From the introduction:

Our experience as teacher-scholars engaged with DH in and out of the classroom affords us some sense of the importance of the many works classified as digital humanities, but also the ways discussions so central to our colleagues may be difficult for students to grasp fully. This textbook has two purposes: First, it will bring together materials necessary for undergraduates to explore ethical ramifications, equity issues, and cultural or historical contexts of digital technologies and how this knowledge can shape real world decisions. Second, this reader will serve as an essential resource for the faculty teaching courses about these questions. It will be a living archive of evolving ideas connected to technology and cultural discussion supported by teaching and research activities.

Of particular interest to dh+lib readers will be the Teaching and Learning section of the book, which features several pieces that more close align with librarians, archivists, and other information workers roles with DH.

RESOURCE: Poised at the Crossroads: Preservation and Public Access to Humanities Research

The Coalition for Networked Information (CNI) has shared a talk from Sara Palmer and Lois Overbeck (both Emory University), entitled “Poised at the Crossroads: Preservation and Public Access to Humanities Research.”

From the video description:

Large, long-term humanities projects leave a wake of research that may become inaccessible or lost when publication is complete. Following publication of the final volume of The Letters of Samuel Beckett (Cambridge University Press, 2009-2016), came the big question: How can thirty years of essential primary research be preserved for future scholarship? By focusing on assembling metadata, the project could respect literary rights, describe and index the letters, integrate decades of interviews and research, and model humanities methods for new and public inquiry. Through a partnership with the Emory Center for Digital Scholarship, the project is now poised to launch a website that provides a wealth of information about the nearly 10,000 letters written by Beckett that are held in public archives. In this overview, the speakers discuss both the importance of the research presented as well as the logistical and technical pathways for the production of a richly nuanced dataset.

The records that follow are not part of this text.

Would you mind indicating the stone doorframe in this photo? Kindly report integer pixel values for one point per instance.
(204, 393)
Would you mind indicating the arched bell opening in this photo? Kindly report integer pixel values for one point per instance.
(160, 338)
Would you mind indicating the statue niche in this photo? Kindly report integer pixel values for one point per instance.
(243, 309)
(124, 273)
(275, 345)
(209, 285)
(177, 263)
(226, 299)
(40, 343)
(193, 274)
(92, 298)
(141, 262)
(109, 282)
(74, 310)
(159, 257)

RESOURCE: 23 Linked Data Things

23 Linked Data Things is a resource developed by Minitex, a collaboration between the Minnesota Office of Higher Education and the University of Minnesota Libraries. It is a self-paced program, with each “thing” (from “Defining Linked Data” to “SPARQL Basics” to “Ethics of Linked Data”) containing readings, activities, and the option for a certificate of completion. There are also guided questions geared to direct the participant toward implementing linked data projects within their own institution. The origins of the project, from the website, are:

23 Linked Data Things grew out of Wikidata Book Club, a group of interested staff from several libraries in the Upper Midwest who started meeting monthly to learn more about that resource and how libraries were utilizing it as an on-ramp to linked data creation and experimentation. We author the Things, though we occasionally seek out colleagues who are actively working in a particular area to edit or co-author a Thing. If you need to reach us, contact us at wikidata@umn.edu. Regular authors include:

  • Greta Bahnemann, Metadata Librarian, Minitex
  • Lizzy Baus, Metadata Librarian, Macalester College
  • Kristi Bergland, Music Metadata Librarian, University of Minnesota Libraries
  • Violet Fox, Cataloging and Metadata Librarian, Northwestern University
  • Cecilia Genereux, Continuing Resources Metadata Librarian, University of Minnesota Libraries
  • Hsianghui Liu-Spencer, Cataloging & Digital Services Librarian, Carleton College
  • Sara Ring, Continuing Education Librarian, Minitex

Though there are currently 15 “Things,” new Things will be released throughout 2023.

RESOURCE: New Open Access Resources from the Library of Congress

Eric Willey (Illinois State University) shares a summary of some new historical recordings, books, and datasets that the Library of Congress has added to their online collections thus far in 2023. They also call attention to the LoC’s newly published digitization strategy for 2023-2027.